Governments around the world on the other hand, have not been too happy with their disruption of trade and loss of money. Similarly, the media has tried to paint the issue of pirates in a very bleak manner. Quoting government officials, they claim that pirates are outright criminals bent on making a quick buck. There have even been reports of Somalian pirates allegedly financing terrorism.

Yet, from Somalian lens, this only offers one side of the story. They argue that piracy has only emerged as a response to the illegal fishing and dumping of toxic & nuclear waste onto their shores. Despite the validity of either side, one thing is certain, Somalian piracy is no joke. Each year it endangers lives and costs billions of dollars to combat. Yet before we offer sanctimonious platitudes, we must delve deeper into the origins of Somalian piracy. How did Somalian piracy originate?

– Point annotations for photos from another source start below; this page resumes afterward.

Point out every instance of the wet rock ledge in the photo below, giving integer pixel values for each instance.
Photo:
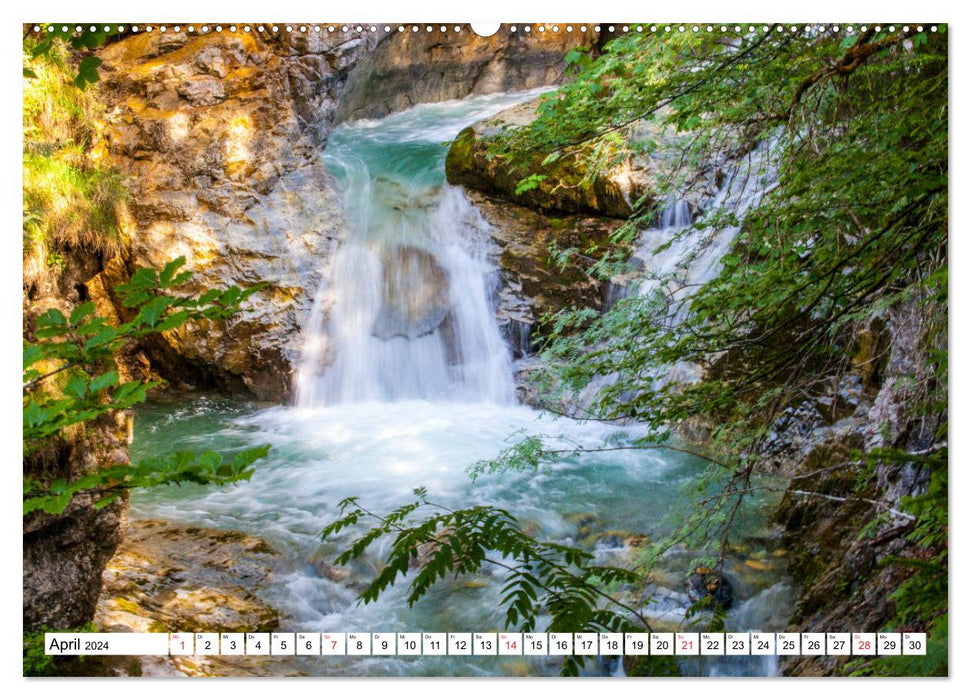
(166, 578)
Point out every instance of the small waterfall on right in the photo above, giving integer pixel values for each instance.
(678, 258)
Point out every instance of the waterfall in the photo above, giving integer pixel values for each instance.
(407, 310)
(679, 259)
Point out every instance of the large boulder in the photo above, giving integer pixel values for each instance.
(414, 292)
(568, 187)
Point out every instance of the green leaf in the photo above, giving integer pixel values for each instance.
(87, 71)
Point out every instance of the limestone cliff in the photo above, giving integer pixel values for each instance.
(410, 67)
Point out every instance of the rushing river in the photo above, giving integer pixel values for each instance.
(405, 382)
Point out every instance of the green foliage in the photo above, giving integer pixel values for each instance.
(921, 599)
(70, 380)
(70, 195)
(849, 136)
(52, 42)
(856, 133)
(540, 577)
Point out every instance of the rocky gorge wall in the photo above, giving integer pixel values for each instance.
(843, 530)
(219, 139)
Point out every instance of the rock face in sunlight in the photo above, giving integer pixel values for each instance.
(408, 68)
(220, 138)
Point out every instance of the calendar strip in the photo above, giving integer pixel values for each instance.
(486, 644)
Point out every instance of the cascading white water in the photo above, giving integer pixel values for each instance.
(406, 312)
(405, 319)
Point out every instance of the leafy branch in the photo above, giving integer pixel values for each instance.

Fish in your own backyard!

Somalia, located in the Horn of Africa, possesses the longest coastline in Africa and while this enabled it in the Middle Ages to become a major trading center, it has now has enabled foreign merchant ships to plunder its resources. This has taken place because Somalia has had no central government since the start of the Somalian civil war in 1991. As a result, foreign merchant ships have been able to take advantage of Somalia’s power vacuum while illegally fishing in Somalian waters.

In 2006, the UN stated,

“In the absence of the country’s at one time serviceable coastguard, Somali waters have become the site of an international “free for all,” with fishing fleets from around the world illegally plundering Somali stocks and freezing out the country’s own rudimentarily-equipped fishermen.”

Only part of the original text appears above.